Proximity Measure of Information Object Features for Solving the Problem of Their Identification in Information Systems

Imagine you are the manager of a massive, chaotic detective agency. Your job is to track down "suspects" (physical objects like cars, people, or ships) based on reports coming in from different sources.

Here is the problem: You have two detectives, Detective Bob and Detective Alice. They are both looking at the same suspect, a red car.

Bob is using a high-tech laser scanner. He reports: "The car is at mile marker 100.2."
Alice is using a cheap, old map. She reports: "The car is at mile marker 100.5."

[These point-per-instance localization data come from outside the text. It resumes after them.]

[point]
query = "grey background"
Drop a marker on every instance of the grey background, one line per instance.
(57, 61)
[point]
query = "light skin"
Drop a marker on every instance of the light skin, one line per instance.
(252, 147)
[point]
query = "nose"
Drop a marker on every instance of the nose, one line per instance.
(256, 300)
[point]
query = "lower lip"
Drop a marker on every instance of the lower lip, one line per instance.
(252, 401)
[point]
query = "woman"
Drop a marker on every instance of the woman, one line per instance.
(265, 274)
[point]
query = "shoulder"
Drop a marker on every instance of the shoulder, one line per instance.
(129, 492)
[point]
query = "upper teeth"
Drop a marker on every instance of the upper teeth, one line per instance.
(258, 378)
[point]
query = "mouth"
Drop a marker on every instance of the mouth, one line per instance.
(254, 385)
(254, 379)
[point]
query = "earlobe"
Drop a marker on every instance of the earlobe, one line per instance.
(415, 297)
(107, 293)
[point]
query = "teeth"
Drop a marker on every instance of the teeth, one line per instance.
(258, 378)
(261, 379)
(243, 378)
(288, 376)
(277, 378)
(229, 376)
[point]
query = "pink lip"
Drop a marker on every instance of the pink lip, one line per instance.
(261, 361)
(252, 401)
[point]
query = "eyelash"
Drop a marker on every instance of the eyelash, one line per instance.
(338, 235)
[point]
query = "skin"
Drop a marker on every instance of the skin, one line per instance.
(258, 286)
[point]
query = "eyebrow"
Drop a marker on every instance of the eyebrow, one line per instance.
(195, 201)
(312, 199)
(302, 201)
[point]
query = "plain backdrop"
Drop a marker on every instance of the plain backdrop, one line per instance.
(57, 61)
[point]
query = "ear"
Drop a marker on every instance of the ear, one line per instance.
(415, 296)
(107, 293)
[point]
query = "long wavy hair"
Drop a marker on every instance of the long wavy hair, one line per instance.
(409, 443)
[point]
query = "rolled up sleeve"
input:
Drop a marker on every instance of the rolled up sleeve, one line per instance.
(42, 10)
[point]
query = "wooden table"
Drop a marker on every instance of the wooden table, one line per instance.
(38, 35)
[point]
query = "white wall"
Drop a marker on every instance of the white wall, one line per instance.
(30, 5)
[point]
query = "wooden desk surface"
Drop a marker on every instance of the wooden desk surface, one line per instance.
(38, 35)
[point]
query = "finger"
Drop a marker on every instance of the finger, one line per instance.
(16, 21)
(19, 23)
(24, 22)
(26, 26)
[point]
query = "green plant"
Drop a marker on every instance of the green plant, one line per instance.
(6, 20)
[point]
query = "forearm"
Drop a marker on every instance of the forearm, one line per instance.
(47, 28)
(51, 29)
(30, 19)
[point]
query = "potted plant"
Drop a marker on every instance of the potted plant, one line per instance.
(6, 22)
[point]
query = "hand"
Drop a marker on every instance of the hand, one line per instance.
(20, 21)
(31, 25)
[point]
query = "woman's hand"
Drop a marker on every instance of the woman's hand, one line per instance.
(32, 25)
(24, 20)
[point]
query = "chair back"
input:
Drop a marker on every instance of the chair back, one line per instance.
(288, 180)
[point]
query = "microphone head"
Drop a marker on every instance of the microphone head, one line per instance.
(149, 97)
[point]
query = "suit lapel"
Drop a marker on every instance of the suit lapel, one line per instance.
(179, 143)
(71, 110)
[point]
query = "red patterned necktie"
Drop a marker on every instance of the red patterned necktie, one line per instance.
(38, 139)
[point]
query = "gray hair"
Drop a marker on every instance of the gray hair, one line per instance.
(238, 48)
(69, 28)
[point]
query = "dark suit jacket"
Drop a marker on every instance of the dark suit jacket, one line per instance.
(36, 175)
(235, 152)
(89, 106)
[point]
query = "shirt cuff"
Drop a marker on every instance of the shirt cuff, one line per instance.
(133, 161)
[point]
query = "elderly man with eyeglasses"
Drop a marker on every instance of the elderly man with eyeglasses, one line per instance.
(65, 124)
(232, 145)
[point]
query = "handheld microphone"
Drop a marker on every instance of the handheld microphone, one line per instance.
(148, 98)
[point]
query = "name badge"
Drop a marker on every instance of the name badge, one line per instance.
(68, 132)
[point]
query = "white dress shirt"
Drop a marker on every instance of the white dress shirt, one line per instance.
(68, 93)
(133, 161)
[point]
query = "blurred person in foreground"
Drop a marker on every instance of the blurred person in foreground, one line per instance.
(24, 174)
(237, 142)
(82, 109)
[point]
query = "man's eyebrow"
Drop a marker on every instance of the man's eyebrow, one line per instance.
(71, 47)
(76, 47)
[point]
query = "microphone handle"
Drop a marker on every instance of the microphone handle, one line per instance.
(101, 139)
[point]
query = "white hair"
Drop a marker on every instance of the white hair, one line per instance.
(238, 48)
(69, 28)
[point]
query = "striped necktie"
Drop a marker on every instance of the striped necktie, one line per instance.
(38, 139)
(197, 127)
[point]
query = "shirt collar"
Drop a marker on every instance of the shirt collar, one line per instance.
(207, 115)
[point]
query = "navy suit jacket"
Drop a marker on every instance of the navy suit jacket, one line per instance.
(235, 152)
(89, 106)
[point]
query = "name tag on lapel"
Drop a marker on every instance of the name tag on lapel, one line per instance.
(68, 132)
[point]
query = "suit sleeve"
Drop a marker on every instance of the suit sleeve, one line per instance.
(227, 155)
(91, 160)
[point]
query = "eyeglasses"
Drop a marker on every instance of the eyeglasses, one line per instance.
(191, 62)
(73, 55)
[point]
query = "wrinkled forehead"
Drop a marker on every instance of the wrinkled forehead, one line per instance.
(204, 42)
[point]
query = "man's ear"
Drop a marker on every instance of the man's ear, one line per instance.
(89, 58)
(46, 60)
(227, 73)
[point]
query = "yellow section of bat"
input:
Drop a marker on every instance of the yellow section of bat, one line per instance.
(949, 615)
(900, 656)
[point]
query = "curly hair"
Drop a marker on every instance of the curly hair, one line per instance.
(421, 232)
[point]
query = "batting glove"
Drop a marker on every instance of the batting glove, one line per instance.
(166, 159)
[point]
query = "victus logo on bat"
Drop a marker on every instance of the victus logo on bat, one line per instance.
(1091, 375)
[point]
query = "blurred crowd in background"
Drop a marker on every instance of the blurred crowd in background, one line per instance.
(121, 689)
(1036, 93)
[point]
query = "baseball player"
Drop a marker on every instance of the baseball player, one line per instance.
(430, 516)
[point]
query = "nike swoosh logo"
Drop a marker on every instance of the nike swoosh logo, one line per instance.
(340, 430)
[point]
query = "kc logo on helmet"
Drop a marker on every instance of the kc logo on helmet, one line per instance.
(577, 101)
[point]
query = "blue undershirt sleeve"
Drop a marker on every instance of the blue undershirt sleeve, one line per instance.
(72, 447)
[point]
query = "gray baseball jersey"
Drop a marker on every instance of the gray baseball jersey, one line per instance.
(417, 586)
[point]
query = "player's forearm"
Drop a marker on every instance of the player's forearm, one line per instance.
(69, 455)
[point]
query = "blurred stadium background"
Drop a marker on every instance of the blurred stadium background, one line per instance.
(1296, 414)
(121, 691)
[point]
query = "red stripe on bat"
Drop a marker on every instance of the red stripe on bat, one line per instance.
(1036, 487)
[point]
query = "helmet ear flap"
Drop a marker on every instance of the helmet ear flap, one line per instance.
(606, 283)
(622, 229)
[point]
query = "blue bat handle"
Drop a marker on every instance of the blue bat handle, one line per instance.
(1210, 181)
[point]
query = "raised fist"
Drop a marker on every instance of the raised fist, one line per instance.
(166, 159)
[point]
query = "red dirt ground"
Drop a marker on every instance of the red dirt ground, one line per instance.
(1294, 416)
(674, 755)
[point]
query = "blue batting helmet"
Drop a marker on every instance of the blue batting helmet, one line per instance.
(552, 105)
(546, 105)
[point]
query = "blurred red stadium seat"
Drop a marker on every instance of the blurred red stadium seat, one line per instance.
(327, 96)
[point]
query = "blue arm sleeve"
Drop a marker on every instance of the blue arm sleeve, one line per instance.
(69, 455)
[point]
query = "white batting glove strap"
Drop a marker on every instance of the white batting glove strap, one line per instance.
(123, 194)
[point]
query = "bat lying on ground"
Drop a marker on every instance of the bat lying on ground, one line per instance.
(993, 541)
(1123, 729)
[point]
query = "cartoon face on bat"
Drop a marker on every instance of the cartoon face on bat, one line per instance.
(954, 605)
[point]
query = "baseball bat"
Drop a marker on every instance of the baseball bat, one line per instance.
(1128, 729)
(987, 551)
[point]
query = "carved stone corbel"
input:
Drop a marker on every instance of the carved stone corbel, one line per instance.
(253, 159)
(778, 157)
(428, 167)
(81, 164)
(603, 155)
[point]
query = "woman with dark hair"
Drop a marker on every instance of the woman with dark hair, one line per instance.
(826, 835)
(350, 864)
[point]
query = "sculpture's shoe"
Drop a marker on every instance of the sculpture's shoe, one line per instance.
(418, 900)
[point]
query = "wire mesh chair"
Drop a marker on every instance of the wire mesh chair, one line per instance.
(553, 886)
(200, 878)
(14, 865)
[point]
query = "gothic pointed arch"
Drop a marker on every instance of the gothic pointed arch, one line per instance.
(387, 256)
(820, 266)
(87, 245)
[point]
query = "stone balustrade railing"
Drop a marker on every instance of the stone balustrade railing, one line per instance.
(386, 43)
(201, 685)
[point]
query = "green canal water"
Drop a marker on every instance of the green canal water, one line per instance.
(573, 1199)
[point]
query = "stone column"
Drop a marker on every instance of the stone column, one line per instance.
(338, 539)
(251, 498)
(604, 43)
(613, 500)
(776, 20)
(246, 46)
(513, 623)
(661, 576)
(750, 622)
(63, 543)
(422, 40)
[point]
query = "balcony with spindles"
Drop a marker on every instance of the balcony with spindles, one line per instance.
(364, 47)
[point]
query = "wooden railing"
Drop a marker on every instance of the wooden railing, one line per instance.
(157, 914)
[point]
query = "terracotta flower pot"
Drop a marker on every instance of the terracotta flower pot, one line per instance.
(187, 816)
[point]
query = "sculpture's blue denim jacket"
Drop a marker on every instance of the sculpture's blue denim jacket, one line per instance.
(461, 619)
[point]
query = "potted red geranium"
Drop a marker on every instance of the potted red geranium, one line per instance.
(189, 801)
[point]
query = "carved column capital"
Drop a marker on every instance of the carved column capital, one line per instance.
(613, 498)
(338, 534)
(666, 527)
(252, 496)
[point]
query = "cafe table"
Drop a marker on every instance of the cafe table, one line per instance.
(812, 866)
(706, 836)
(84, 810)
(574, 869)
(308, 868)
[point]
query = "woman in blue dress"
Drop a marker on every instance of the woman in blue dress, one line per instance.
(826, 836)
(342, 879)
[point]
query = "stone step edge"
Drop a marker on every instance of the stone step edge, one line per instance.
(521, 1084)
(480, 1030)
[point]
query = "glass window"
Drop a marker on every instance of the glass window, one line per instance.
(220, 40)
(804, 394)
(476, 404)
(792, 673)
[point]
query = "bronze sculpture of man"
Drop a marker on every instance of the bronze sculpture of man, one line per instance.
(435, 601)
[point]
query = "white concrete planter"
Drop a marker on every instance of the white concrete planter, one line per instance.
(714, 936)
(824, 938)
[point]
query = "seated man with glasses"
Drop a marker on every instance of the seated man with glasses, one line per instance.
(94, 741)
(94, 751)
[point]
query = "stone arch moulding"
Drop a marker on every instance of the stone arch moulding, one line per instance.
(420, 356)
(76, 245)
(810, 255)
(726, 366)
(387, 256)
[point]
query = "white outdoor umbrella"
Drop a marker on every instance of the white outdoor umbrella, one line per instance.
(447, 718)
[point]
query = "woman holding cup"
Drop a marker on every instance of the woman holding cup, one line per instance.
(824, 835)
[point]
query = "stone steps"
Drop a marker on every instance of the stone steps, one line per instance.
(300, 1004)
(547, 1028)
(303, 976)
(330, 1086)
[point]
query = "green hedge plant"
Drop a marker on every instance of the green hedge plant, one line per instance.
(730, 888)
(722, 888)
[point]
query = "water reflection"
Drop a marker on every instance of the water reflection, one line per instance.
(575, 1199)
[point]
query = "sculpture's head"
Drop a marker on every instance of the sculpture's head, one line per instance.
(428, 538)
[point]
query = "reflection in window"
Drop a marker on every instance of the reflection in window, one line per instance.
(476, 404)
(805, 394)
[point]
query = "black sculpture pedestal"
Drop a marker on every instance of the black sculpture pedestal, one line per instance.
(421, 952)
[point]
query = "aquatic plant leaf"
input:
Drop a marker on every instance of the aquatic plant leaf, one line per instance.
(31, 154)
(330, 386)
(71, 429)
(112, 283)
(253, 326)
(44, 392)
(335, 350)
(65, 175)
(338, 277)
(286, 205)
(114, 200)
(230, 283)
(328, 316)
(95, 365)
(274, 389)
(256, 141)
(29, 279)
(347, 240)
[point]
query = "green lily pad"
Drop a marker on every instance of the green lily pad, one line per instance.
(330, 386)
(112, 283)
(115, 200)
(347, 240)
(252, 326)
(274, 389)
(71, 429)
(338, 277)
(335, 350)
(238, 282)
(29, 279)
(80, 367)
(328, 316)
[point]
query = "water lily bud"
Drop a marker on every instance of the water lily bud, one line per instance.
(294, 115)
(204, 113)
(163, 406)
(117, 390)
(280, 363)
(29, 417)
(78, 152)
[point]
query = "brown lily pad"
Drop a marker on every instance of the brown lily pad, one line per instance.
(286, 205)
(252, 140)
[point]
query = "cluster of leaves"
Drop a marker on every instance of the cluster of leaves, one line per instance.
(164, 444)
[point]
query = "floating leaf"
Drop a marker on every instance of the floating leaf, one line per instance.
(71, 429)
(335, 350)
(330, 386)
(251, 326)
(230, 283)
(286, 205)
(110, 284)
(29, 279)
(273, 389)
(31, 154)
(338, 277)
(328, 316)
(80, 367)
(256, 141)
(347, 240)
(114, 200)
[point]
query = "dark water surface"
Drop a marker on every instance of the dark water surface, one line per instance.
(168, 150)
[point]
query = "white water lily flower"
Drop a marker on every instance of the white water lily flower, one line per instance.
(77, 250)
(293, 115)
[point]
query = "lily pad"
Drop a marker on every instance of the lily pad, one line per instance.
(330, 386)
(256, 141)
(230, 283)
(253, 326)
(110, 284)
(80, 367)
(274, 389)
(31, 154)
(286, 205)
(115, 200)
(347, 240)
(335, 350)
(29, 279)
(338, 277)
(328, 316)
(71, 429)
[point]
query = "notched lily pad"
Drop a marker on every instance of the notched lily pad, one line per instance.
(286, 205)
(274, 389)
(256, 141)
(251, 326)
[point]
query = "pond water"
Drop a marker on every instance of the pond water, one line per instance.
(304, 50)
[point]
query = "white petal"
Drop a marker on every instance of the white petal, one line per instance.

In your current system, the computer thinks these are two different cars because the numbers don't match perfectly. So, you end up with two files for one car. This clutters your database, wastes memory, and confuses your team.

This paper proposes a new, smarter way to decide if two reports are actually about the same object, even when the data isn't perfect.

The Old Way: The "Rigid Ruler"

Previously, systems used a "Rigid Ruler" approach.

If the numbers were exactly the same, it was a match.
If they were even slightly different, it was a mismatch.
The Flaw: This ignores reality. No measurement is perfect. A ruler might be slightly bent, or a human might misread a scale. The old system couldn't handle "close enough."

The New Way: The "Fuzzy Detective"

The author, V.V. Yuzefovych, suggests we stop looking for exact matches and start looking for probability. Think of it like this:

1. The Quantitative Clues (The Numbers)

Imagine you are trying to guess the temperature.

Detective Bob says: "It's 20°C." He is very confident (his thermometer is precise).
Detective Alice says: "It's 22°C." She is less confident (her thermometer is shaky).

Instead of saying "20 is not 22," the new method asks: "What is the chance that the real temperature is somewhere in the middle?"

It draws a "cloud of uncertainty" around Bob's number (a small, tight cloud because he's precise).
It draws a "foggy cloud" around Alice's number (a big, wide cloud because she's shaky).
If these clouds overlap, the system says, "Hey, there's a good chance they are talking about the same temperature!"
The Magic: The system calculates the probability that the overlap is real. The more the clouds overlap, the higher the chance it's the same object.

2. The Qualitative Clues (The Descriptions)

Now, imagine the clues aren't numbers, but descriptions.

Bob says: "The car is Red."
Alice says: "The car is Dark Red."

Old systems would say, "Red is not Dark Red. Mismatch!"
The new system uses Fuzzy Logic (think of it as a dimmer switch rather than an on/off light).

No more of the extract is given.